Foto: Gerhard Meißner | Die stolzen Vierbeiner stehen beim Creglinger Pferdemarkt natürlich im Mittelpunkt, auch wenn ihre Zahl von Jahr zu Jahr geringer wird.
Gerhard Meißner
 |  aktualisiert: 03.12.2019 09:33 Uhr

Es herrscht Ausnahmezustand in dem sonst eher ruhigen Städtchen – wie seit rund 100 Jahren an jedem zweiten Mittwoch im Februar. Es ist Pferdemarkt, zum 97. Mal. Und wenngleich die Zahl der Vierbeiner von Jahr zu Jahr kleiner wird, die Besucher zieht der Markt nach wie vor in Massen an. An die 10 000 waren es in diesem Jahr.

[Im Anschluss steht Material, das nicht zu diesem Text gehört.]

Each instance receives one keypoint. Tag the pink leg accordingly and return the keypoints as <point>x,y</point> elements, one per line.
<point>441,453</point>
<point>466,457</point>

Die Pferde – „Gail“, wie die Creglinger sagen – stehen nach wie vor im Mittelpunkt. Früh um 8 Uhr schon beginnt ihr Schaulaufen. In einem mit Baumrinde gepolsterten Oval an der Tauber werden sie den Juroren vorgeführt und mit Preisen bedacht. Es gibt fast nur erste Preise sagt Wertungsrichterin Birgit Scholz, Tierärztin aus Rothenburg. Schließlich geht es heute nicht mehr um die Leistungsfähigkeit der Tiere, sondern um ihre Schönheit und ihr Auftreten.

Ge- und verkauft wird nicht mehr

Früher, da war die Bewertung noch ein wichtiger Maßstab für den späteren Handel. Doch ge- und verkauft werden Pferde in Creglingen schon lange nicht mehr. Man kennt sich unter den Pferdehaltern, der Markt ist ein beliebter Treffpunkt, auch um zu fachsimpeln. Trotzdem werden es immer weniger Pferde, die zu sehen sind. 105 waren es heuer, und zwei Esel.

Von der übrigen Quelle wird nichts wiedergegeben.